筆者は、今年(2022年)1月にCES 2022の基調講演に2年連続で登壇したメアリー・バーラCEOのやつれぶりが気になっていた。自動運転タクシーのベース車両となっているGMのEV「シボレー・ボルト」はバッテリーを供給している韓国のLGエネルギーソリューションの技術的な不具合により昨年来、全米で相次いで発火事故を起こし、大きな問題となっている。また、GMは3件のリコール実施で18億ドル(約2300億円)にも及ぶ費用負担を抱えているほか、EVの戦略プラットフォーム「Ultium」(アルティウム)のバッテリーの調達先を根本から考え直さなければいけない深刻な事態に陥っている状況だ。
だが、無人自動運転タクシーの体験試乗は、彼女にとってもつらい日常を忘れさせてくれる、感動と興奮に満ちたエモーショナルな体験だったようだ。
クルーズとウェイモが先行する無人の自動運転タクシーサービス
全米で無人の自動運転タクシーの開発競争は、言うまでもなく、このクルーズとグーグル傘下のウェイモの2強を軸に進んでいる。

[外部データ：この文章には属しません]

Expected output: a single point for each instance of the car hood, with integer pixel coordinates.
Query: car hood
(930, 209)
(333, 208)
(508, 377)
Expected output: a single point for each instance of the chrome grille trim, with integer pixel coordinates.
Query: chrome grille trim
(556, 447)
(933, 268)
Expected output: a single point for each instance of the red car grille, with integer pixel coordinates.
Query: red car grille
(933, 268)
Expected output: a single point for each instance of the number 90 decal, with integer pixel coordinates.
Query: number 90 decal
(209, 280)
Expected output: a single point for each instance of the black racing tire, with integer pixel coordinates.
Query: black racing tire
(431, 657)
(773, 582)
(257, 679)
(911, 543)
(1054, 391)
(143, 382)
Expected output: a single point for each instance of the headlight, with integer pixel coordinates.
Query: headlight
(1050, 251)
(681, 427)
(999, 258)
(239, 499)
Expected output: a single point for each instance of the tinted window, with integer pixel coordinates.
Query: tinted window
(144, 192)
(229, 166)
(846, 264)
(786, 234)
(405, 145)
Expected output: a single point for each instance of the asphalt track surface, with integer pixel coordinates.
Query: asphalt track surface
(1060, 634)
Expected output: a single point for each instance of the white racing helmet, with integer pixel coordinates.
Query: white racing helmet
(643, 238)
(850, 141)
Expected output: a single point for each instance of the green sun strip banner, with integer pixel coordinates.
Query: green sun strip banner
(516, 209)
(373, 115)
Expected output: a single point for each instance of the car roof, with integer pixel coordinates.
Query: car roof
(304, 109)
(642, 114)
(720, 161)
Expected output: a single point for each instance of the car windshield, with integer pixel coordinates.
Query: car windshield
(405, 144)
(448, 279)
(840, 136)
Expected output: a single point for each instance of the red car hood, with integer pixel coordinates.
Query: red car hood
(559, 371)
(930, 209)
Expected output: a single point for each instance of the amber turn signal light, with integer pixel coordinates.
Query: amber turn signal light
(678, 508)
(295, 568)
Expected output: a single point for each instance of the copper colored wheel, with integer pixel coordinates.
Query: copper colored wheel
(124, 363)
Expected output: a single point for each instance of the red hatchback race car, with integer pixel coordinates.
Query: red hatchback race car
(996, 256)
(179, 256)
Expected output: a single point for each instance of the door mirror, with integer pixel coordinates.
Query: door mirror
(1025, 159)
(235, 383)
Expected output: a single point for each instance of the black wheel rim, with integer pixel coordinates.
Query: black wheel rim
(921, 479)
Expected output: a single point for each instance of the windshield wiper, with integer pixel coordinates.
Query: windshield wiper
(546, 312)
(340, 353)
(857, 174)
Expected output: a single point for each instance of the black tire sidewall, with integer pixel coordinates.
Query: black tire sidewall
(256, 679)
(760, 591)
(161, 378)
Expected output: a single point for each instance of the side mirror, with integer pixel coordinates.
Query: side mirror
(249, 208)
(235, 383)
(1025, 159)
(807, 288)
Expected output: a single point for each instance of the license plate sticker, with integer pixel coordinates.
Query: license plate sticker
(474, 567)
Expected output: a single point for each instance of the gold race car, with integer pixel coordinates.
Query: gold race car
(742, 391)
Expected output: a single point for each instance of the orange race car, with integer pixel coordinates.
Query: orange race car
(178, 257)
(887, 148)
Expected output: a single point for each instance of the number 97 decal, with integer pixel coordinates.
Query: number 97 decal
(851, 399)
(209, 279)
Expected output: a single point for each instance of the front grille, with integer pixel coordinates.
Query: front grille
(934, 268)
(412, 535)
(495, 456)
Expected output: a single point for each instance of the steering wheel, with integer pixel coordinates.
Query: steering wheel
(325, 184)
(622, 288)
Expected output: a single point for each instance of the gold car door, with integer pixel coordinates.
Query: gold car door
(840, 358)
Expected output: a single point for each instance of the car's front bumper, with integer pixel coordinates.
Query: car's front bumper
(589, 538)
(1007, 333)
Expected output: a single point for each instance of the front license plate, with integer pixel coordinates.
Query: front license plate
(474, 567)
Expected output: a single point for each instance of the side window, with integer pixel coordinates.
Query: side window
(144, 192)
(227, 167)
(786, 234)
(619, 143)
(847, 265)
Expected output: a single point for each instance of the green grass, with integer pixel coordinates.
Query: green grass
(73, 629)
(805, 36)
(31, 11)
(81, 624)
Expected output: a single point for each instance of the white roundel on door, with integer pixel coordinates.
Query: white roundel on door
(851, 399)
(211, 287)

下の表を見てほしい。各企業がカリフォルニア州車両管理局(DMV)に「運転席に人が乗る自動運転車」として登録した車両が自動走行を行った年間の累積距離を示したものだが、1位のウェイモが232.6万マイル(374.3万km)、2位のクルーズが87.6万マイル(約141万km)と2社が他の企業を圧倒していることが分かる。地球1周がおよそ4万kmといわれているので、それぞれ年間で地球を約94周、約22周した計算になる。